Over oil meat practice is as follows:
Ingredients: tenderloin, garlic moss, hydroponic fungus, an egg, starch, onion, ginger, garlic, salt, soy sauce, old soy sauce, peppercorns, anise, water starch.
1, do over oil meat, pepper water is a very important flavor seasoning, no pepper water, can not come out of that flavor. Take 4 grams of dried peppercorns and 2 grams of star anise in a pot, add the right amount of water, cook over high heat for 2 minutes, cook out the flavor and let it cool.
2, take 200 grams of tenderloin, along the grain cut into uniform thickness of the meat slices, put in a bowl, add 1 gram of salt and 1 gram of vinegar, mix well, the meat slices grab the gelatinous after the beating of an egg, add an appropriate amount of starch, continue to mix the meat slices, the meat slices of sizing and then add cooking oil, use chopsticks to disperse, standby.

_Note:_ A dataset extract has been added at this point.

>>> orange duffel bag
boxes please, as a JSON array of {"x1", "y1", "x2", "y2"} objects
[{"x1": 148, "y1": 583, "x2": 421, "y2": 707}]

3, cut the garlic clover into small pieces, soaked fungus torn into small pieces. There are many kinds of side dishes for pork in oil, but the most classic one is garlic moss pork in oil. Of course, Taiyuan's yucca slices pork in oil, Datong's onion pork in oil, and Pingding's cabbage pork in oil are all good too.
4, the pot to burn a wide range of oil, oil temperature burned to 40% hot, the meat into the pot, with chopsticks to the meat scattered, slip the meat between 20-30 seconds, the meat slipped to the discoloration of the fish out, remember not to slip too long.
5, frying pan to stay in the bottom of the oil, when the oil is hot, sautéed onion, ginger and garlic, and then add the garlic moss and fungus stir-fry a few times, stir-fry garlic moss flavor, add the meat, this time along the side of the pan into the Shanxi old vinegar, cooking vinegar flavor, and then add a fried tablespoon of pepper water, and then add salt, soy sauce, seasoning, and open the high heat stir-fry.
6, the garlic moss stir-fried to the raw after adding the old pump color, dripping into the water starch thickening, add a little oil, open high heat and stir fry a few times quickly, so that the gravy completely wrapped around the ingredients can be out of the pot.